Saturday, January 1, 2011

lamentations

I'll do the daily food rundown in another post, but I wanted to share one specific "meal" I had today. 

I didn't take my own picture of it.  Had I stopped long enough to do that, this story might have had a different outcome.  There's been a wrapped Whitman's Sampler in our house for a few weeks.  I had dodged it until tonight.  I've thought about opening and eating it no less than 25 times.  Tonight, Supergreat Husband was working and the kids were playing upstairs and I succumbed.  I opened it up and went to town.  I ate a serving size (four)... then I ate some more... and more... then I shared with the kids.  Now all that's left is a half of a maple cream and an empty box.  Shame. 

For years I've read about emotional eating and I keep looking for what is damaged in me that makes me eat like a maniac.  I'm pretty self aware and I really can't identify anything.  I'm just like an addict around sweets.  I just lose all self control.  Today was a normal good day.  No sadness or trauma or feelings I was avoiding.  Just opportunity. 

I've eaten a lot of crap in my day-- certainly meals worse than 1350 calories worth of chocolate.  I usually don't give it a second thought after the fact.  But I can't shake the regret I have over this choice.  So tonight I'm laying it out there.  I'm confessing that I ate more chocolate than a person should eat in months.  The chance for this to happen again will inevitably come around.  So I want to write a note to future Jeanenne.


Throw it away.  Get up, walk to the garbage outside, toss it in.  You work too hard to waste it on a few minutes of chocolate buzz.  It feels awful afterward.  My stomach hurts.  My heart hurts just thinking about what I'm asking my body to do to get rid of it.  An entire days worth of healthy choices and exercise was thrown out the window.  You know better.  You can do better.  Don't give in-- just get rid of it.
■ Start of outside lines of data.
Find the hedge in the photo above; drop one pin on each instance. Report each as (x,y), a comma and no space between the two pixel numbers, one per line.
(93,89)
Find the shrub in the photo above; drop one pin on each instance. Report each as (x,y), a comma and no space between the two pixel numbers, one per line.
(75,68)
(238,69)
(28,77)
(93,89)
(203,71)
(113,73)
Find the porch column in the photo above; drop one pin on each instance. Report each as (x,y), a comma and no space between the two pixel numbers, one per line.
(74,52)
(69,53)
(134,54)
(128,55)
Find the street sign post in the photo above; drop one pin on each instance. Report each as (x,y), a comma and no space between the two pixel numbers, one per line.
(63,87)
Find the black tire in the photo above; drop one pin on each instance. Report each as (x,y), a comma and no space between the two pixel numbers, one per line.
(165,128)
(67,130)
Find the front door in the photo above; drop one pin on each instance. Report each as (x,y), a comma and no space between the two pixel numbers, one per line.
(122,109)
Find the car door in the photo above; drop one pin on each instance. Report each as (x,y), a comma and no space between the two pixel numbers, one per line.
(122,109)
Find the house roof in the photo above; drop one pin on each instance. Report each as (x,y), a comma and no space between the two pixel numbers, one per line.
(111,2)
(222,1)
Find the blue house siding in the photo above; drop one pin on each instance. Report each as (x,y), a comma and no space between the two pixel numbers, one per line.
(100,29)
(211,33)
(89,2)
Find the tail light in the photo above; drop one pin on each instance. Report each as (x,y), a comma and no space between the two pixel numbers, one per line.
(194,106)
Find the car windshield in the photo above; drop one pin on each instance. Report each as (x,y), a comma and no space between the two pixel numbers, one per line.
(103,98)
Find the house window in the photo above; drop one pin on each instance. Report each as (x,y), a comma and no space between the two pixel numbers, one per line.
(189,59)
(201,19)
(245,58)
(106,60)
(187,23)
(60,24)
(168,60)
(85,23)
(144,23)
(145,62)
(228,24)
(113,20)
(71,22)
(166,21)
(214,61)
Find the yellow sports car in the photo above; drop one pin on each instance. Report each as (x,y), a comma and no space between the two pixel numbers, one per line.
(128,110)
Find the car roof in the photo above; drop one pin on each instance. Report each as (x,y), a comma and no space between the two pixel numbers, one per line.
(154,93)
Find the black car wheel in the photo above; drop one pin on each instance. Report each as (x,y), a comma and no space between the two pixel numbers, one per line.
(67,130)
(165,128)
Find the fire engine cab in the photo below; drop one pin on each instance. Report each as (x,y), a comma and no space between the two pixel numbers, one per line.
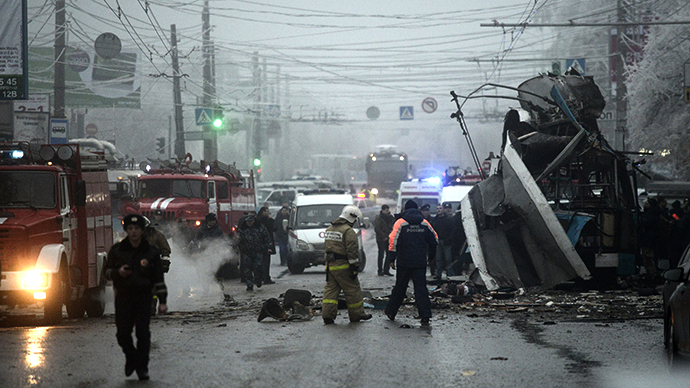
(55,228)
(192,190)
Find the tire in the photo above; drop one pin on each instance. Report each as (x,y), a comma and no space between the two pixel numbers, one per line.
(293,267)
(95,302)
(75,308)
(362,261)
(55,296)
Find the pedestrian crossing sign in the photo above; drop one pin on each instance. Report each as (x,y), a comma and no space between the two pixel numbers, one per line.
(406,113)
(203,116)
(577,64)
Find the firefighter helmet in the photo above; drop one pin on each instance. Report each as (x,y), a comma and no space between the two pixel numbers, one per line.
(351,213)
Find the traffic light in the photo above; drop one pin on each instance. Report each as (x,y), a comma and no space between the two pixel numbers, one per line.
(160,144)
(218,118)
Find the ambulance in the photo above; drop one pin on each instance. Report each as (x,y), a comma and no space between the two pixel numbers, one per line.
(423,191)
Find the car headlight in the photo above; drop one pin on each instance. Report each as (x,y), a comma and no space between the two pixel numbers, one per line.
(302,245)
(34,279)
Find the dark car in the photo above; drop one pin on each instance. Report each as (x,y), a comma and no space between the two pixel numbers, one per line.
(676,292)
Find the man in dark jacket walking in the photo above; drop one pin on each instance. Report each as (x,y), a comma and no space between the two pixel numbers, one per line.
(411,240)
(135,268)
(254,241)
(383,225)
(281,234)
(267,221)
(443,225)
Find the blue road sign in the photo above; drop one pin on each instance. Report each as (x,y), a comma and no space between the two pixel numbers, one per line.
(406,113)
(578,64)
(204,116)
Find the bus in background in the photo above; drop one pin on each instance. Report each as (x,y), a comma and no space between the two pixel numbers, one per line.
(386,169)
(341,169)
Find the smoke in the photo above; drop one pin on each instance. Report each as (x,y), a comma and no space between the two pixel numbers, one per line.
(191,280)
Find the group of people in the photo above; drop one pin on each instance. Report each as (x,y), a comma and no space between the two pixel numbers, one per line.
(407,243)
(449,231)
(136,265)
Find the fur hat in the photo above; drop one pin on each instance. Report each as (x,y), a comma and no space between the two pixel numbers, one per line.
(134,219)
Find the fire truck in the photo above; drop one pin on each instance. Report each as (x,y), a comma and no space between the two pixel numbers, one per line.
(191,190)
(55,228)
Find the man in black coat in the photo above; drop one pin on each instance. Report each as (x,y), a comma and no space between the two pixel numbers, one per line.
(383,225)
(411,240)
(135,268)
(267,221)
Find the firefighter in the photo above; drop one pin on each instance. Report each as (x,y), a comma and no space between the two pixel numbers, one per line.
(342,264)
(135,268)
(158,240)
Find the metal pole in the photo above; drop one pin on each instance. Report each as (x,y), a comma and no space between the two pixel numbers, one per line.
(621,90)
(209,92)
(177,97)
(59,78)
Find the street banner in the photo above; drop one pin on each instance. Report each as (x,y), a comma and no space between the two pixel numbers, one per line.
(13,51)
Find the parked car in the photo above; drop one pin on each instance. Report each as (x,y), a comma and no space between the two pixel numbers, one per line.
(368,207)
(310,214)
(676,293)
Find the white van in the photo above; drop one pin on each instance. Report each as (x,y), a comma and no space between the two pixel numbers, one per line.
(311,213)
(422,191)
(276,194)
(455,194)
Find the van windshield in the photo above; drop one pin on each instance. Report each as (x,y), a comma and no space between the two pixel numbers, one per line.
(317,216)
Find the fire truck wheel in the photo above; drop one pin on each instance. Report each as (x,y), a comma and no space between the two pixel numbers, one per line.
(362,261)
(52,307)
(75,308)
(95,302)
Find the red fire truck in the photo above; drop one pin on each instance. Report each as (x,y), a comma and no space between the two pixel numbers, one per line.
(192,190)
(55,228)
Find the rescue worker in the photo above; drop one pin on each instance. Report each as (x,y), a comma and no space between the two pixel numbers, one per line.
(135,268)
(281,234)
(268,222)
(412,239)
(253,241)
(342,265)
(444,226)
(383,225)
(208,230)
(158,240)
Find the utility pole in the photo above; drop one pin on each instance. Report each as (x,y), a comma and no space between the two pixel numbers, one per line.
(256,128)
(621,90)
(210,138)
(59,77)
(177,97)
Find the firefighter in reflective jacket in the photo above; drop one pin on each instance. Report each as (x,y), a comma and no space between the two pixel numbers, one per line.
(342,264)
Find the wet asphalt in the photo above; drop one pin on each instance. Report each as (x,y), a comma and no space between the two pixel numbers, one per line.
(206,342)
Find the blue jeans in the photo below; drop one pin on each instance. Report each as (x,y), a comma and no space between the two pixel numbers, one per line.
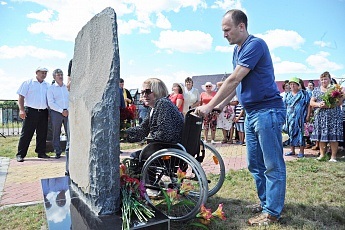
(263,129)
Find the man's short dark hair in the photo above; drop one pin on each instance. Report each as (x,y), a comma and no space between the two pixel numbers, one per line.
(238,16)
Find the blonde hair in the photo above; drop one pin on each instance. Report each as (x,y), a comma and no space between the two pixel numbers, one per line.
(157,86)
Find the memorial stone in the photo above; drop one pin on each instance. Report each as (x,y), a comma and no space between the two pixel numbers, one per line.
(94,115)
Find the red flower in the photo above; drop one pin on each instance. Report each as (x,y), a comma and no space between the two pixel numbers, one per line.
(204,213)
(219,212)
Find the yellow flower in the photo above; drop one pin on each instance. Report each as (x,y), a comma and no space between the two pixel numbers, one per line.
(219,212)
(180,175)
(172,193)
(204,213)
(186,187)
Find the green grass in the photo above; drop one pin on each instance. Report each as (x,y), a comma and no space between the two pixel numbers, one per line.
(315,198)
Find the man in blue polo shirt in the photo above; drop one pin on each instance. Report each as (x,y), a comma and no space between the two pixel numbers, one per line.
(254,81)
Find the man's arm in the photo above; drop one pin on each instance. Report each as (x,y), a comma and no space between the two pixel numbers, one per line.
(22,113)
(227,91)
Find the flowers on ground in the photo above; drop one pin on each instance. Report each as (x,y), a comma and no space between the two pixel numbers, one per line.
(132,193)
(206,216)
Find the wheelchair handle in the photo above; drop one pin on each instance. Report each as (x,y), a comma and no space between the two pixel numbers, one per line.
(193,109)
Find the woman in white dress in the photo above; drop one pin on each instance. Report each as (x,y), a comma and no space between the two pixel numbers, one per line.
(225,118)
(191,96)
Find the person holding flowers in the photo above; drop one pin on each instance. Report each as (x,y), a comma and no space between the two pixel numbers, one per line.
(297,104)
(328,125)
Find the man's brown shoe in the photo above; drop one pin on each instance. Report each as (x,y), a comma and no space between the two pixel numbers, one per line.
(263,219)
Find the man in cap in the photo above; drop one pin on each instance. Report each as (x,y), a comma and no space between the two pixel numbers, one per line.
(57,97)
(33,110)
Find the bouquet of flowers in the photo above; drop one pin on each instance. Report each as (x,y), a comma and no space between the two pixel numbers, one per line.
(333,95)
(133,202)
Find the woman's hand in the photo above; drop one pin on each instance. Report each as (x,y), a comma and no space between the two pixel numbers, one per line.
(323,105)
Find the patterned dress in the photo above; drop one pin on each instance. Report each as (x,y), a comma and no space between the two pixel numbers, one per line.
(296,113)
(328,124)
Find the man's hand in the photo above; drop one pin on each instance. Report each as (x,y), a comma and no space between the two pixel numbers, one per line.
(65,113)
(22,114)
(203,110)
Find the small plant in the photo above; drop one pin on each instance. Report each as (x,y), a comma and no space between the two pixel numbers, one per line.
(133,202)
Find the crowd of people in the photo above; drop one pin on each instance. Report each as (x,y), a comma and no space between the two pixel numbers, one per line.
(259,114)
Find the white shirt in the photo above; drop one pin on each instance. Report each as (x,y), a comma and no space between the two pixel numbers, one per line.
(190,97)
(58,97)
(34,93)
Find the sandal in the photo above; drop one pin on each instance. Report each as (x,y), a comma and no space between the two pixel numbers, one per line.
(300,155)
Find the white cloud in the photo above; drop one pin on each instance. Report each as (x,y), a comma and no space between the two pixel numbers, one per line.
(227,4)
(64,25)
(7,52)
(285,67)
(186,41)
(282,38)
(322,44)
(8,82)
(44,15)
(320,63)
(224,49)
(162,22)
(275,59)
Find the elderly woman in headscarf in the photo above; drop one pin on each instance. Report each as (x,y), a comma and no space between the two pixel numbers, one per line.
(297,104)
(210,121)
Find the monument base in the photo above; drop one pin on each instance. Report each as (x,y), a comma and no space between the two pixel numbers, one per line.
(65,210)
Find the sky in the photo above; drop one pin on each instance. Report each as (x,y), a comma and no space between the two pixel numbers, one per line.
(171,39)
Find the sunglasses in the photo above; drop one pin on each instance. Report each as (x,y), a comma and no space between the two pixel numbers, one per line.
(146,92)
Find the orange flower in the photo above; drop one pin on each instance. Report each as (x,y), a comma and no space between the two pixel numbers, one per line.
(205,222)
(180,175)
(186,187)
(219,212)
(122,169)
(204,213)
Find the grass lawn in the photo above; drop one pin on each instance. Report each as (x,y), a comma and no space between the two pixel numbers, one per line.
(315,198)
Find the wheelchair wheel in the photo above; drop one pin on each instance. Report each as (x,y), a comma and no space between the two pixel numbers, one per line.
(214,168)
(175,184)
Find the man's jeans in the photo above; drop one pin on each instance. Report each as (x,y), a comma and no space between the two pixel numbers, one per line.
(263,130)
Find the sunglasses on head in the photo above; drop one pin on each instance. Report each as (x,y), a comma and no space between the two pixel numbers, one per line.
(146,91)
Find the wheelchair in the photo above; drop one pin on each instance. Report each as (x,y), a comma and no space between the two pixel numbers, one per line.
(180,177)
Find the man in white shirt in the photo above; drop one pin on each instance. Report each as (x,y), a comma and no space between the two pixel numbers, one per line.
(33,110)
(57,97)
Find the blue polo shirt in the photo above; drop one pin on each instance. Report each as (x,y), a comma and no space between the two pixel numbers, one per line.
(258,89)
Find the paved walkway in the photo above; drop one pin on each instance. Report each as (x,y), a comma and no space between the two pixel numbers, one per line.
(20,183)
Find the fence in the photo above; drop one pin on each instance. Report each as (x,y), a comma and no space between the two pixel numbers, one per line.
(10,123)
So I'm going to take a deep breath.  I'm oddly proud that at least this binge bothered me.  That's a step in the right direction.  I'm going to own it and move on.  Logistically, I had a zero calorie deficit today (my goal is 1000 calorie deficit a day to lose 2 lb/week).  I have three more days in this weigh in week, so I'm going to need to burn 330 calories more each day to make this up.  Don't do the crime if you can't do the time, right?